Pero los jugadores de edades no muy avanzadas pueden hacerse una idea equivocada e incluso perjudicial de cómo se deben emplear estas herramientas. Por ejemplo, jugar a través de la red decenas de partidas diarias a 1 minuto ayudará bien poco a la formación del jugador. En cambio 6 ó 7 partidas a 5 minutos pueden ser útiles, especialmente si se revisan después las aperturas que hemos empleado. Tal vez descubramos ideas que no conocíamos. Para esa revisión las bases de datos manejadas con Chessbase u otro programa similar son de gran ayuda.
Pero me llama la atención como muchos jugadores usan los módulos de análisis (como Fritz o Rybka) pensando que nos pueden ofrecer de inmediato la verdad absoluta de una posición.

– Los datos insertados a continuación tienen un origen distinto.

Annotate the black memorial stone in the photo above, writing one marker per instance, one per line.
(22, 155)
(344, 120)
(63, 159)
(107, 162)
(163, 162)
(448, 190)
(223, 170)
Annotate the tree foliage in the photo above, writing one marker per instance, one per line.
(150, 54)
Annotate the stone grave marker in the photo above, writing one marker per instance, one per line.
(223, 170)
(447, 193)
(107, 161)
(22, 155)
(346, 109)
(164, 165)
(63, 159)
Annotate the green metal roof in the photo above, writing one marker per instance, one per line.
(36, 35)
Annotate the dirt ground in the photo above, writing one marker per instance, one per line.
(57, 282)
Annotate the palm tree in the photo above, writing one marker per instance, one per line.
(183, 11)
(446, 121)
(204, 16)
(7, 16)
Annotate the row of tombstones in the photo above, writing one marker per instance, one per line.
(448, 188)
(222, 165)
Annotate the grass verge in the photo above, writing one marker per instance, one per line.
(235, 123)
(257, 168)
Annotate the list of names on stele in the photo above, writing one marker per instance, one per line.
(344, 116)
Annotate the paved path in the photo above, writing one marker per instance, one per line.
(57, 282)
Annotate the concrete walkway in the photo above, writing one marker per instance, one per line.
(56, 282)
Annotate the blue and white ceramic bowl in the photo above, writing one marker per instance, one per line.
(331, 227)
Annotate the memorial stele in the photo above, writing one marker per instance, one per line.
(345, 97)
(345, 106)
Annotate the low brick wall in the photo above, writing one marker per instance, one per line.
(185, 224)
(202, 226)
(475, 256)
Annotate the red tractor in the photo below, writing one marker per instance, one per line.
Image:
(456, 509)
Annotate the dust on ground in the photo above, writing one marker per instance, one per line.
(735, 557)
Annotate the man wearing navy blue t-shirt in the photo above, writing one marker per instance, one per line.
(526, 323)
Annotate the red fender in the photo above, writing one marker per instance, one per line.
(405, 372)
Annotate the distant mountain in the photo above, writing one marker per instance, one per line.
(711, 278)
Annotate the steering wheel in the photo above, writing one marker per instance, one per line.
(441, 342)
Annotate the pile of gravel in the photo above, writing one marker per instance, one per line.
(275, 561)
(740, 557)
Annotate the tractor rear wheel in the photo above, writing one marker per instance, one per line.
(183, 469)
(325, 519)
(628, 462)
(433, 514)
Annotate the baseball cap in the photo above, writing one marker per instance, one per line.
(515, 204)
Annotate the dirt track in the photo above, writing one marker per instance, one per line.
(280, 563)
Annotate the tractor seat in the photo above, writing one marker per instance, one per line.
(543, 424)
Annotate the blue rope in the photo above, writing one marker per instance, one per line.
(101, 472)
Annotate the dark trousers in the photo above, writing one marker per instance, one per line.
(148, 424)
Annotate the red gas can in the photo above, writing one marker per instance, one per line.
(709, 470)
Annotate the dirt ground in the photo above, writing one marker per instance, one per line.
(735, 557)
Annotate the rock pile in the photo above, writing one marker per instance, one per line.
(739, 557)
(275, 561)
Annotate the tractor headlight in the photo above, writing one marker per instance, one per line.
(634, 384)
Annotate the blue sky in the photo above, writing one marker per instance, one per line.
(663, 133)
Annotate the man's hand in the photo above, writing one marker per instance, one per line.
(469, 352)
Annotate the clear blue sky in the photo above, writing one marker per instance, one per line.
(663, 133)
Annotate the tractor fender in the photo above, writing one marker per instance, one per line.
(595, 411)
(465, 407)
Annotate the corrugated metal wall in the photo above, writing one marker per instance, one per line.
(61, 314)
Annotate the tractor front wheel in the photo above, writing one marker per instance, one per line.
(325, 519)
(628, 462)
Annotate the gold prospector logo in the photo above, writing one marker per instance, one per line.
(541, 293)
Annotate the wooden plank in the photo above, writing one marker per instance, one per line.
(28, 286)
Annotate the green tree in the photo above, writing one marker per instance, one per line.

No hay que confundirse, estos programas deben ser un soporte al análisis que realizamos sobre el tablero, pero seguramente aprenderemos y entenderemos mejor una posición si la examinamos en profundidad sobre el tablero, sin ayuda de ningún módulo, que si analizamos con un módulo guiándonos exclusivamente por las jugadas que recomienda.
Sobre esto último comento la que para mí, ha sido la anécdota del día. Me encuentro en estos momentos en un campeonato por edades. Preparando la partida de un jugador sub16 bastante fuerte usamos el módulo de análisis de Rybka en una posición determinada. Cuando terminamos el análisis, tenía que preparar a un jugador sub8, que al llegar miró la posición que había quedado en el tablero del ordenador, con el motor de análisis funcionando. Entonces se le ocurrió la idea. “¿Y si ponemos la posición inicial y vemos cuál es la mejor jugada?”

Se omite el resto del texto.